Mark Regnerus’ Study on Same-Sex Parenting

The results showed that these young people, compared to those raised in natural families, had worse outcomes in several areas: academic achievement, employment status, mental health, substance use, and even higher rates of incarceration, depression, and involvement with public assistance.

The study was immediately opposed by LGBTQ+ organizations and also by several academics who raised methodological limitations.

Media pressure led the University of Texas to open an internal review of the study, which concluded with a denial of scientific misconduct. However, this was not enough to quell the controversy.

 

No Evidence Supporting Same-Sex Parenting

Fast forward to a few months ago, when the debate on same-sex parenting was reopened by two Cornell University sociologists, Cristobal Young and Erin Cumberworth.

Through an academic review, they applied a technique called “multiverse analysis” to various studies, including Mark Regnerus’ on children raised by same-sex couples.

The researchers systematically reprocessed all possible analytical models, varying choices and criteria, to verify the robustness of the original results.

The reason why no media outlet picked up the news lies in the outcome: in none of the millions of tested models did favourable effects of being raised by same-sex parents emerge.
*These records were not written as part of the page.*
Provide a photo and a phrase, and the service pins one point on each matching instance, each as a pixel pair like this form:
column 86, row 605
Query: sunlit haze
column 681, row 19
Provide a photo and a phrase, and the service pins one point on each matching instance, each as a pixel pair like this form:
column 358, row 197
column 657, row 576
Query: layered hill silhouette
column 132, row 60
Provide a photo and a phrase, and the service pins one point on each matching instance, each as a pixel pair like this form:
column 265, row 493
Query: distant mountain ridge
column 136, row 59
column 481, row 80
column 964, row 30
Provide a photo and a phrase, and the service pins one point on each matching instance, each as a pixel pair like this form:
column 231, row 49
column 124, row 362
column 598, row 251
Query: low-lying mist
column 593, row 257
On the contrary, the underlying hypothesis – that growing up with a stable biological family provides better social and emotional well-being – proved robust across every scenario analysed.
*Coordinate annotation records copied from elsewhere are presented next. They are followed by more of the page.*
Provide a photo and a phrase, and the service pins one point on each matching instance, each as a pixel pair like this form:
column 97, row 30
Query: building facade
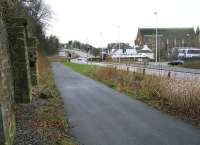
column 167, row 38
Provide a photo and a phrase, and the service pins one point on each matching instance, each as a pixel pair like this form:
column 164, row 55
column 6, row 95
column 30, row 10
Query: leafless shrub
column 179, row 96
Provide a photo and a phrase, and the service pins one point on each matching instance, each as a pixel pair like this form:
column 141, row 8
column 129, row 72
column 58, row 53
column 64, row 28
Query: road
column 102, row 116
column 152, row 69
The Cornell sociologists admitted to being “surprised by the robustness of Regnerus’ findings. While expecting some complexity and occasionally a reduction in statistical significance, they did not anticipate that the overall negative effect associated with having a same-sex parent would appear in all variants.

Certainly, in some models the effect was attenuated, but never disappeared. In other approaches that considered both family transition and presence of LGBTQ+ parents simultaneously, both factors contributed: the influence could not be attributed to just one variable.

Commenting on Regnerus’ study, Young and Cumberworth note that it quickly became “one of the most vehemently contested studies in 21st-century sociology”.

Yet, the two Cornell sociologists examined the main academic objections to Regnerus’ work (notably from Michael Rosenfeld, Simon Cheng, and Brian Powell), observing that the critics simply stacked the deck (particularly by reducing the sample size) in an attempt to diminish statistical significance.

The scholars concluded that the advantage of having stable, opposite-sex biological parents for children has persisted so robustly in the data not because the arguments supporting this finding are smarter than those opposing it, but because they reflect a social fact stubbornly rooted in human reality itself.

 

The Debate on Same-Sex Parenting is Flawed

Young and Cumberworth hope that the solid validation of Mark Regnerus’ conclusions may help renew the debate on same-sex parenting.

A hope met with skepticism by Paul Sullins, Sociology professor at the Catholic University of America, who comments that, in his view, “Regnerus’ critics or supporters of same-sex parenting” opposed the research for a reason “that was not methodological, but ethical.

For this reason, Sullins concludes, it is highly likely “that Young and Cumberworth’s reanalysis will meet ideological silence. And indeed, that has been exactly the case.